I was wondering, if its possible to start a heterogeneous job with preCICE on one node with the PBS job scheduler. I think the only way to avoid double allocation with PBS is using only one mpirun command and split it, but if i understand it correctly, preCICE needs always two mpirun commands:
In preCICE, we always start simulations in separated MPI communicators (remember: we start solvers in different terminals, with their own mpirun commands), a feature that highly improves flexibility (solvers do not need to be in the same MPI communicator at any time).
According to --report-bindings this is a heterogenous job, but the simulation is stuck in the communication channel
I would assume that you can do something similar as described in this section, e.g., by creating hostfiles for each mpirun but accessing the PBS_NODEFILE environment variable. This translation between SLURM and PBS environment variables might be useful.
Thanks for your input @ajaust. I looked over the SLURM sessions, but since i dont have SBATCH on my system, i could not test the same things and check the corresponding hostfiles how they look:D But i think at the examples they always had at least one node for each participant and therefore never used the same host for both participants:D
What worked for my case is using additonal rankfiles for both participants and changing the slot number between them to prevent the double allocation.

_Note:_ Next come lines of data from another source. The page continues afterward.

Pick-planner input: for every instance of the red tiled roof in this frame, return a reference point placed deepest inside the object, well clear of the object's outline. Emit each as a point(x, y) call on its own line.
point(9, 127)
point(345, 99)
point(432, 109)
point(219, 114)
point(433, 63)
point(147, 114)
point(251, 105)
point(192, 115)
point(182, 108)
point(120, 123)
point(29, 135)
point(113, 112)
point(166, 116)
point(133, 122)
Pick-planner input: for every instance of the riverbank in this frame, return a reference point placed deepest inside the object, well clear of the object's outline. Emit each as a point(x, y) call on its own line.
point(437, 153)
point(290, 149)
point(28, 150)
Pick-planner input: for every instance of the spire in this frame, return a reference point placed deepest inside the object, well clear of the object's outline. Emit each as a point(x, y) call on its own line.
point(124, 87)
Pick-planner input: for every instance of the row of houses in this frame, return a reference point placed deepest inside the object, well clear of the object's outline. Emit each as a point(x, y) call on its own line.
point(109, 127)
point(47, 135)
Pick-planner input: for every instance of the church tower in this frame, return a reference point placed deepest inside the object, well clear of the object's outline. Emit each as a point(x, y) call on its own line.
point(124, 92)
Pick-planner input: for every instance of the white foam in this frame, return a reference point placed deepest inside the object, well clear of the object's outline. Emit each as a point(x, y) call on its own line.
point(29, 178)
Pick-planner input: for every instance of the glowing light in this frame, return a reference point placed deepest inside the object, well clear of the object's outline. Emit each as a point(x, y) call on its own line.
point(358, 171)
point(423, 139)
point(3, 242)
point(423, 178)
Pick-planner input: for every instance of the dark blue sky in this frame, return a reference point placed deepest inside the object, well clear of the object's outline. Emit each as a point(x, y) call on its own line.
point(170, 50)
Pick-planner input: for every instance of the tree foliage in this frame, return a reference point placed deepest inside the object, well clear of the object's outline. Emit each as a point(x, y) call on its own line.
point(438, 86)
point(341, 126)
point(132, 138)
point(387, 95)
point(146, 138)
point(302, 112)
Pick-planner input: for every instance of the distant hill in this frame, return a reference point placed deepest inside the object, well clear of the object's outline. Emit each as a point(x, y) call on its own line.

#PBS -l select=1:node_type=node:ncpus=40:mpiprocs=40
NODE=$(sort -u "$PBS_NODEFILE" | head -n 1)
for i in {0..19}; do
echo "rank $i=$NODE slot=0:$i"
done > RankfileA.txt
for i in {0..19}; do
echo "rank $i=$NODE slot=1:$i"
done > RankfileB.txt
mpirun --display-map --report-bindings -np 20 --host $NODE:40 --map-by rankfile:file=RankfileA.txt ./solverA.sh &
mpirun --display-map --report-bindings -np 20 --host $NODE:40 --map-by rankfile:file=RankfileB.txt ./solverB.sh
Output: --report-bindings first mpirun
[n060601:411810] Rank 0 bound to package[0][core:0]
...
[n060601:411810] Rank 19 bound to package[0][core:19]
Output: --report-bindings second mpirun
[n060601:411811] Rank 0 bound to package[1][core:20]
...
[n060601:411811] Rank 19 bound to package[1][core:39]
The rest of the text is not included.